Another possible vendiamorph, Parvancorina minchami, from here. Note the fine parallel lines on the body, which some have interpreted as the outlines of limbs.


Some authors have drawn attention to a feature of both vendiamorphs and sprigginids that is visible in the image of Vendia above: their so-called 'glide reflectional symmetry'. Though their bodies appear segmented, the segments do not go straight across the body as one might expect. Instead, the left and right sides of the body are slightly offset from each other. For this reason, some authors have claimed that these animals do not show true bilateral symmetry and hence argued for placing them outside the Bilateria crown group, along its stem. However, others have suggested that the offset between sides may be an artefact of preservation. Even if it was indeed a feature of the living animal, glide reflectional symmetry may not necessarily force the sprigginids outside the Bilateria: a number of living bilaterians also show a certain degree of symmetry offset either as adults or during development, including basal chordates (Waggoner 1996).

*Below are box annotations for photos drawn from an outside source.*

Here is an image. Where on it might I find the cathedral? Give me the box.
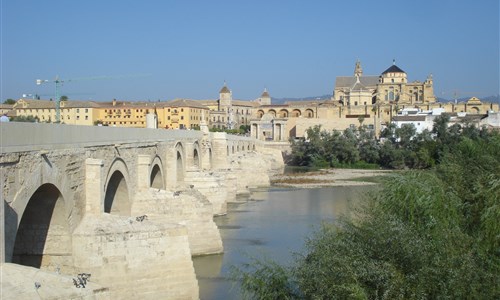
[333,60,436,106]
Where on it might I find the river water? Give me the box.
[193,186,373,300]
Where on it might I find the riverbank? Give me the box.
[271,169,392,188]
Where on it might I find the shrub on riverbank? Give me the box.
[236,132,500,299]
[286,115,491,169]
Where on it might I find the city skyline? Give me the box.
[1,0,500,102]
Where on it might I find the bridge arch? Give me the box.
[149,156,165,190]
[175,142,185,182]
[292,108,302,118]
[279,108,288,118]
[104,158,131,216]
[12,183,72,270]
[193,141,201,169]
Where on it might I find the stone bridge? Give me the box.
[0,123,283,299]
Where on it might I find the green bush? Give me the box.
[235,131,500,299]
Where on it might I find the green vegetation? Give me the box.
[287,115,485,169]
[234,118,500,299]
[3,98,16,105]
[209,125,250,134]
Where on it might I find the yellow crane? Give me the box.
[36,74,151,123]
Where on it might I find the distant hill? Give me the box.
[271,95,332,104]
[437,95,500,103]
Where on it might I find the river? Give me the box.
[193,186,373,300]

During the period of the Cambrian, directly after the Ediacaran, we have access to beautifully preserved fossil deposits that have allowed us to characterise many animals from that period in exquisite detail. No such fossils exist for the Ediacaran; instead, Ediacaran animals are mostly preserved in coarse sediments that preserve only relatively broad features of the fauna. This can turn the Ediacarans into tantalising shadows, and what we see in them can say more about our assumptions than the animals themselves.

REFERENCES

Ivantsov, A. Yu. 2004. New Proarticulata from the Vendian of the Arkhangel’sk region. Paleontologicheskii Zhurnal 2004 (3): 21–26 (transl. Paleontological Journal 38 (3): 247–253.

McCall, G. J. H. 2006. The Vendian (Ediacaran) in the geological record: enigmas in geology's prelude to the Cambrian explosion. Earth-Science Reviews 77: 1-229.

Waggoner, B. M. 1996. Phylogenetic hypotheses of the relationships of arthropods to Precambrian and Cambrian problematic fossil taxa. Systematic Biology 45 (2): 190-222.